The war for talent begins with candidate engagement. To ensure as many candidates as possible are engaged throughout the hiring process, some assessment providers have introduced assessments marketed as simulations or games. Given the rise in use of mobile technology among job candidates, we believe these approaches are misguided.
If candidate experience is paramount, why don't companies simply take them to the movies? It's fast, fun, inexpensive, and would likely entice more candidates to enter the process. Of course, this seems absurd because candidate experience is only part of the equation. The selection process is an employer's opportunity to get to know candidates and try to predict how successful they would be on the job before making the decision to hire or not hire. Making the best use of candidate, recruiter, and hiring manager time through accurate measurement and prediction of candidate job success is critical.

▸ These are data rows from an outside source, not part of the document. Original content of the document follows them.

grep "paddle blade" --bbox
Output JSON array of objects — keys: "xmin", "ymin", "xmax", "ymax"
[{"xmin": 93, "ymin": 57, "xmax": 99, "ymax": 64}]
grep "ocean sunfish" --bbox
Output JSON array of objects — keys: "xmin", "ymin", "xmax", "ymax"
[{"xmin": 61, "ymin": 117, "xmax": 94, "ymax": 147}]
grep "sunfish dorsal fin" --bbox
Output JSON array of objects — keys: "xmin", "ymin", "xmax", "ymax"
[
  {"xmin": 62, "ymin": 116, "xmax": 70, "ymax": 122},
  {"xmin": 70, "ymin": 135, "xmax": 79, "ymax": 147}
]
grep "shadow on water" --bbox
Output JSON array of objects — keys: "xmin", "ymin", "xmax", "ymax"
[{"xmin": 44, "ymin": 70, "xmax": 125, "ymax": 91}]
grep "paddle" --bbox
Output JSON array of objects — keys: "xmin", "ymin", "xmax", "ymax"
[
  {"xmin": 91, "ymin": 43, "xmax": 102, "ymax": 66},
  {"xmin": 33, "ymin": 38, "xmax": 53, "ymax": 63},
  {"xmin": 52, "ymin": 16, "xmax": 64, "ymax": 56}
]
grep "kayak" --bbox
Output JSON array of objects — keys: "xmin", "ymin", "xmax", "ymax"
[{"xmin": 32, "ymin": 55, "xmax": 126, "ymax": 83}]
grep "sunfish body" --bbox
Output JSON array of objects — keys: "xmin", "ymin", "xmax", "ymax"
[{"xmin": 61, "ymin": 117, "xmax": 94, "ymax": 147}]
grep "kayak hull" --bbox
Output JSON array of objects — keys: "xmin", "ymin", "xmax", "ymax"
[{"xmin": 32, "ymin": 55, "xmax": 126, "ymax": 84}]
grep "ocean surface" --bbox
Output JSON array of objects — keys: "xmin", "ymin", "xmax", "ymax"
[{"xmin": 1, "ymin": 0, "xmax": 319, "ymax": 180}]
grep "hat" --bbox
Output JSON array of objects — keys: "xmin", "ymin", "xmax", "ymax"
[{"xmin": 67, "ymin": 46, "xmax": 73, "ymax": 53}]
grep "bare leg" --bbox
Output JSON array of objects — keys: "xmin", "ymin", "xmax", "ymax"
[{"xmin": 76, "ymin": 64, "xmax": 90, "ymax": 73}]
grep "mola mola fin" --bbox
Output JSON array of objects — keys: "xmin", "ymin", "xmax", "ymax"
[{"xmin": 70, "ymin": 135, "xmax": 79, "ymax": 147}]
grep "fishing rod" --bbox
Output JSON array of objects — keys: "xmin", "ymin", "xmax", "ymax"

An important part of accurate measurement and prediction using an assessment tool is ensuring candidates receive equivalent assessment experiences. This means if two candidates respond to the same assessment prompt in the same way, their responses should be able to be considered identical.

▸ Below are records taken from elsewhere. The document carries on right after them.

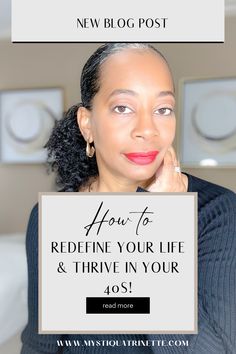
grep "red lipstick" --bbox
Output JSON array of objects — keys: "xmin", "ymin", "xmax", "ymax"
[{"xmin": 124, "ymin": 150, "xmax": 159, "ymax": 165}]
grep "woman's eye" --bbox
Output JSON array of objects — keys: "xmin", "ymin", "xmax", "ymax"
[
  {"xmin": 114, "ymin": 106, "xmax": 132, "ymax": 114},
  {"xmin": 155, "ymin": 107, "xmax": 173, "ymax": 116}
]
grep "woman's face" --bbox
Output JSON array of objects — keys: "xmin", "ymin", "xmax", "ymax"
[{"xmin": 79, "ymin": 49, "xmax": 176, "ymax": 187}]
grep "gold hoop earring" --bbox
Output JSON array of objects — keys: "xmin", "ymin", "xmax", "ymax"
[{"xmin": 86, "ymin": 141, "xmax": 95, "ymax": 158}]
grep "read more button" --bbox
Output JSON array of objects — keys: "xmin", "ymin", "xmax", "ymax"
[{"xmin": 86, "ymin": 297, "xmax": 150, "ymax": 314}]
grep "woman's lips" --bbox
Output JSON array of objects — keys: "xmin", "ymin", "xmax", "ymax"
[{"xmin": 124, "ymin": 150, "xmax": 159, "ymax": 165}]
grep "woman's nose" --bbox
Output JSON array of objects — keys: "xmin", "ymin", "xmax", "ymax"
[{"xmin": 132, "ymin": 113, "xmax": 159, "ymax": 139}]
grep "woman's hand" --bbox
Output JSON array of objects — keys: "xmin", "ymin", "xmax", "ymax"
[{"xmin": 146, "ymin": 146, "xmax": 188, "ymax": 192}]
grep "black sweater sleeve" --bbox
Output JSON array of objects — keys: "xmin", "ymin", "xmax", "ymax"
[{"xmin": 21, "ymin": 204, "xmax": 60, "ymax": 354}]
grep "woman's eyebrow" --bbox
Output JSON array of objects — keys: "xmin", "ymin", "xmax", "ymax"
[
  {"xmin": 109, "ymin": 89, "xmax": 175, "ymax": 99},
  {"xmin": 157, "ymin": 91, "xmax": 175, "ymax": 98},
  {"xmin": 109, "ymin": 89, "xmax": 138, "ymax": 98}
]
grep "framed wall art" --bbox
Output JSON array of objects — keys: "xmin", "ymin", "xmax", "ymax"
[
  {"xmin": 179, "ymin": 78, "xmax": 236, "ymax": 167},
  {"xmin": 0, "ymin": 88, "xmax": 64, "ymax": 163}
]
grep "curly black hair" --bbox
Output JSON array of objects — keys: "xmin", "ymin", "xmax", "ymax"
[{"xmin": 44, "ymin": 43, "xmax": 168, "ymax": 192}]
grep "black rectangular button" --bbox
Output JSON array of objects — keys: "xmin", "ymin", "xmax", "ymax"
[{"xmin": 86, "ymin": 297, "xmax": 150, "ymax": 314}]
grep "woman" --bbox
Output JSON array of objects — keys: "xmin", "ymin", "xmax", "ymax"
[{"xmin": 21, "ymin": 43, "xmax": 236, "ymax": 354}]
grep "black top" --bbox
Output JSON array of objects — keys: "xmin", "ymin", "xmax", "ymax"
[{"xmin": 21, "ymin": 173, "xmax": 236, "ymax": 354}]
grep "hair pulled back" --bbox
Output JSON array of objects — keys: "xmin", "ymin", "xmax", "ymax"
[{"xmin": 45, "ymin": 43, "xmax": 168, "ymax": 192}]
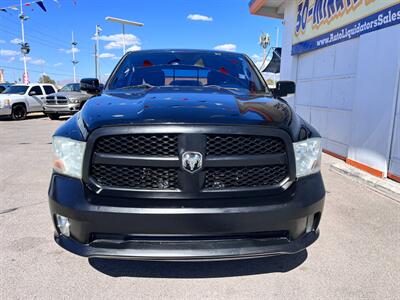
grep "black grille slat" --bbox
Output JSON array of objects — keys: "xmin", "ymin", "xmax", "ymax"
[
  {"xmin": 88, "ymin": 128, "xmax": 293, "ymax": 192},
  {"xmin": 95, "ymin": 134, "xmax": 178, "ymax": 157},
  {"xmin": 92, "ymin": 165, "xmax": 178, "ymax": 190},
  {"xmin": 204, "ymin": 165, "xmax": 288, "ymax": 190},
  {"xmin": 206, "ymin": 135, "xmax": 285, "ymax": 155}
]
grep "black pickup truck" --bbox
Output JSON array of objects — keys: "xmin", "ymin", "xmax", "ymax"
[{"xmin": 49, "ymin": 50, "xmax": 325, "ymax": 261}]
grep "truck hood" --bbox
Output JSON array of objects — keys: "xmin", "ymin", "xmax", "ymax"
[
  {"xmin": 81, "ymin": 87, "xmax": 292, "ymax": 131},
  {"xmin": 48, "ymin": 92, "xmax": 91, "ymax": 99}
]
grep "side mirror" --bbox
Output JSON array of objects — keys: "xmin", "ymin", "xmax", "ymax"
[
  {"xmin": 81, "ymin": 78, "xmax": 101, "ymax": 95},
  {"xmin": 274, "ymin": 81, "xmax": 296, "ymax": 97}
]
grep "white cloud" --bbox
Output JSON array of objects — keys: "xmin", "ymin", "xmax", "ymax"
[
  {"xmin": 187, "ymin": 14, "xmax": 212, "ymax": 22},
  {"xmin": 126, "ymin": 45, "xmax": 142, "ymax": 51},
  {"xmin": 58, "ymin": 48, "xmax": 81, "ymax": 54},
  {"xmin": 10, "ymin": 38, "xmax": 22, "ymax": 45},
  {"xmin": 29, "ymin": 58, "xmax": 46, "ymax": 65},
  {"xmin": 0, "ymin": 49, "xmax": 19, "ymax": 56},
  {"xmin": 19, "ymin": 56, "xmax": 46, "ymax": 65},
  {"xmin": 92, "ymin": 34, "xmax": 140, "ymax": 50},
  {"xmin": 99, "ymin": 53, "xmax": 115, "ymax": 58},
  {"xmin": 214, "ymin": 44, "xmax": 237, "ymax": 51}
]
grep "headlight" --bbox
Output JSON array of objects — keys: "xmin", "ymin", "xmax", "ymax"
[
  {"xmin": 293, "ymin": 138, "xmax": 322, "ymax": 178},
  {"xmin": 53, "ymin": 136, "xmax": 86, "ymax": 178}
]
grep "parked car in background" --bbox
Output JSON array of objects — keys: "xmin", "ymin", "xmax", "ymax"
[
  {"xmin": 0, "ymin": 83, "xmax": 13, "ymax": 94},
  {"xmin": 43, "ymin": 83, "xmax": 92, "ymax": 120},
  {"xmin": 0, "ymin": 83, "xmax": 56, "ymax": 120}
]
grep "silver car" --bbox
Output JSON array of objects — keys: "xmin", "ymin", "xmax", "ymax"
[{"xmin": 43, "ymin": 83, "xmax": 92, "ymax": 120}]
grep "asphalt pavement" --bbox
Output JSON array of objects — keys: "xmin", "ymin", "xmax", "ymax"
[{"xmin": 0, "ymin": 115, "xmax": 400, "ymax": 300}]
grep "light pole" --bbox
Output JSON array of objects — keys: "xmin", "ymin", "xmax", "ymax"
[
  {"xmin": 106, "ymin": 17, "xmax": 144, "ymax": 54},
  {"xmin": 19, "ymin": 0, "xmax": 30, "ymax": 84},
  {"xmin": 71, "ymin": 31, "xmax": 79, "ymax": 83},
  {"xmin": 94, "ymin": 25, "xmax": 102, "ymax": 80}
]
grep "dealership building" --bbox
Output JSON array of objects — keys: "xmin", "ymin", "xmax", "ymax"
[{"xmin": 249, "ymin": 0, "xmax": 400, "ymax": 181}]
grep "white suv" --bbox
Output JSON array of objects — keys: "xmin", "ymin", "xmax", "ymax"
[{"xmin": 0, "ymin": 83, "xmax": 56, "ymax": 120}]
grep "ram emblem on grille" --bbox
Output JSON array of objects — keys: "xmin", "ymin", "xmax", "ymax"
[{"xmin": 182, "ymin": 151, "xmax": 203, "ymax": 173}]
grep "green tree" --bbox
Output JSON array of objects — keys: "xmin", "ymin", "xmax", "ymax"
[{"xmin": 39, "ymin": 74, "xmax": 56, "ymax": 85}]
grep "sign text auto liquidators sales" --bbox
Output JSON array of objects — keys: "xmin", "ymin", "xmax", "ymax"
[{"xmin": 292, "ymin": 0, "xmax": 400, "ymax": 55}]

Mobile technology presents challenges to ensuring assessment equivalence. Most mobile devices feature touchscreens, whereas many desktop and laptop computers utilize mice and touchpads. Smartphone screens are smaller than monitors. An equivalent assessment experience ensures candidates are able to view the same information at the same time regardless of screen size and respond with the same level of accuracy and precision regardless of interface. This is not possible for assessments with images, graphs, videos or complex response interfaces.
These challenges become more relevant as mobile internet use continues to increase. According to an internet pageview tracking website, mobile devices overtook desktop computers in internet usage during October 2016 and continue to rise in popularity. The mobile vs. traditional device difference is even more pronounced for entry-level jobs. In a recent Pew Research survey, 17% of respondents aged 18-29 — that is, those most likely to be new entrants to the labor market — relied exclusively on smartphones for internet access. Companies utilizing assessments that do not demonstrate equivalence across device types are forced to exclude these smartphone dependent candidates from the assessment process.
The smartphone dependence gap is even more pronounced among racial subgroups. In the same Pew Research survey, Black respondents were 67% more likely to be smartphone dependent than Whites, and Hispanic respondents were 156% more likely. For companies interested in ensuring racial fairness and driving diversity, turning away smartphone users is an even larger barrier.
Keeping candidates as engaged as possible is an important consideration when choosing an assessment tool. However, candidate engagement does not need to involve complicated experiences requiring a desktop computer to function correctly. In fact, the best way to engage the greatest number and diversity of candidates in the assessment process is to ensure they can use the device of their choosing fairly and accurately.